Duas horas depois, a temperatura dolente do Alentejo avisava-me que estava perto.

Sem GPS nunca chegaria à aldeia. O caminho desnudado esconde-se entre trigais e onde alguns veriam palha seca, eu vi o ouro reluzente que me conduziria ao tesouro.

Parei por imposição do GPS, que me mostrou que aquele portão pintado de azul era o meu destino.

O carro quebrou o silêncio da aldeia em confinamento e duas cabeças se assomaram à janela.

Reconheceram-me e com ar surpreso mas um enorme sorriso, vieram ao portão.

- Sr. Enfermeiro, por aqui?

Após um cumprimento telegráfico, perguntei:

- Onde está a vossa neta?

- Foi à horta buscar umas verduras para a sopa. Não se deve demorar pois já abalou há tanto tempo.

- E onde é a horta?

- Vê aquela azinhaga?

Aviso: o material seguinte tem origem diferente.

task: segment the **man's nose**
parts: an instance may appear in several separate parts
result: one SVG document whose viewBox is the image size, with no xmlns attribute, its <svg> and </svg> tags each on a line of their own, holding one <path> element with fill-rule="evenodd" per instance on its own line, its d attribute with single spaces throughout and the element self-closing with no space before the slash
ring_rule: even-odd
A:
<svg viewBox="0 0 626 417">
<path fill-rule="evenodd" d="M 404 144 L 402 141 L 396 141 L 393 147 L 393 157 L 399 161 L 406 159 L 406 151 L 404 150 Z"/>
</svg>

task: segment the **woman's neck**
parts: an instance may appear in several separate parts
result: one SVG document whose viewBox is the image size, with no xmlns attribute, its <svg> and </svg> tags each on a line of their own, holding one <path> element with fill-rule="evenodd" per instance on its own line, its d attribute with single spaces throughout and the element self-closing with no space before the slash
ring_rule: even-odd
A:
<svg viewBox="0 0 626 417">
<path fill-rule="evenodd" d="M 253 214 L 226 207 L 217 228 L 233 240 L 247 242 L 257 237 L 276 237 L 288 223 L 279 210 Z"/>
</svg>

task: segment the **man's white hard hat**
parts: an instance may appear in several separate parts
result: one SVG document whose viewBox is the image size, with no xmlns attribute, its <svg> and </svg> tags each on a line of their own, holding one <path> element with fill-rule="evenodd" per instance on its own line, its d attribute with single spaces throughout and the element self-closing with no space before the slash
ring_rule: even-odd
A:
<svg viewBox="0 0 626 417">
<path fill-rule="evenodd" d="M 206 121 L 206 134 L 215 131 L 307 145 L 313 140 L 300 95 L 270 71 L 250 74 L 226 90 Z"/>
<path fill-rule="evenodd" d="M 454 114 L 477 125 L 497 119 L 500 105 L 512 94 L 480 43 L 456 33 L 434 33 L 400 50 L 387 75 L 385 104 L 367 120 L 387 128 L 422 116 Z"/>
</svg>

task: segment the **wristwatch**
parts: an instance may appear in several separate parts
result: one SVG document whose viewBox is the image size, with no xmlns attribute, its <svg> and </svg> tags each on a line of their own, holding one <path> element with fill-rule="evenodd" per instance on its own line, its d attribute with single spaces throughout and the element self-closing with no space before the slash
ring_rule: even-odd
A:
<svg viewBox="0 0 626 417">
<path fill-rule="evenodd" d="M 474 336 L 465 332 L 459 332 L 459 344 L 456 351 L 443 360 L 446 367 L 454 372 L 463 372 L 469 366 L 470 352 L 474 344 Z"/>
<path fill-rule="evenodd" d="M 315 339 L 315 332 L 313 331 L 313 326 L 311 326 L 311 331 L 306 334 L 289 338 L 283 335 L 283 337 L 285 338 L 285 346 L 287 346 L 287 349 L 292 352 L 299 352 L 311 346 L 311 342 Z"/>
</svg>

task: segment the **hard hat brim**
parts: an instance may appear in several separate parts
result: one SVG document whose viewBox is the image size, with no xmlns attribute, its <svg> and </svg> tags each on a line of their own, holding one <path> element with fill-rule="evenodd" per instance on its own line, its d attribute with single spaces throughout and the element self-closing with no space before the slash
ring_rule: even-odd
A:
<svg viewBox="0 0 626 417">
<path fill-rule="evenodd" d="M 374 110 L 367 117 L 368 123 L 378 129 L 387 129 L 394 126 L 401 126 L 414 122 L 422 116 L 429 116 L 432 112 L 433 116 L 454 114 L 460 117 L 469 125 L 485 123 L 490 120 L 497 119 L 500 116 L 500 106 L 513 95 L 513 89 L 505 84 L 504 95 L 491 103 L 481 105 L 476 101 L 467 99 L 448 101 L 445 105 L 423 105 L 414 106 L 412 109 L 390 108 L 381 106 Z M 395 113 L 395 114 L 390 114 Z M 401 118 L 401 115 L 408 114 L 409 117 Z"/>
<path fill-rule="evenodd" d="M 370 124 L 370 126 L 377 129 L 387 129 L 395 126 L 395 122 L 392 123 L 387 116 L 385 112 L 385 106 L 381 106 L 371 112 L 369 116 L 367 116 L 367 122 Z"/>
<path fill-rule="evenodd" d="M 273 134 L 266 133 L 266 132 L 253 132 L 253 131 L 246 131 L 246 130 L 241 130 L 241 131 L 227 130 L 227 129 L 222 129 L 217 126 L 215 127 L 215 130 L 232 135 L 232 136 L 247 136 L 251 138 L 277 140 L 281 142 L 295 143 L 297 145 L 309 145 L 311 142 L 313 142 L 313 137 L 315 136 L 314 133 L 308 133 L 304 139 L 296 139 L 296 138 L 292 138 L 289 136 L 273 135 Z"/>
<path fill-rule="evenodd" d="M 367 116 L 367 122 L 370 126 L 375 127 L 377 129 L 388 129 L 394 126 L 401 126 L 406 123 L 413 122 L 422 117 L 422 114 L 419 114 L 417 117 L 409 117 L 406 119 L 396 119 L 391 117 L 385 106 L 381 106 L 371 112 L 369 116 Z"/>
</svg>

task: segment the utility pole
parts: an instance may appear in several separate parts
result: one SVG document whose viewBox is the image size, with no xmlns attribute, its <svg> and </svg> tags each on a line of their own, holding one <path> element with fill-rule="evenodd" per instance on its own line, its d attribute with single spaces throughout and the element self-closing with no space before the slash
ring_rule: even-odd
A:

É conhecida pela Azinhaga das Onze Voltas. Onze curvas, como se diz na cidade. A horta fica na nona. Vá até lá que a menina vai ficar contente. Sabe, voltou a piorar.

- Meti-me no carro. Primeira volta, contei.   Faltam oito!

O coração disparou, empurrando-me como uma seta para o alvo.

Reconheci a horta pela enorme árvore que ela me descrevera.

O açude, quase seco, espelhava uma figura estranha pendurada em cima da árvore.

Instintivamente, fechei os olhos...

 

(continua)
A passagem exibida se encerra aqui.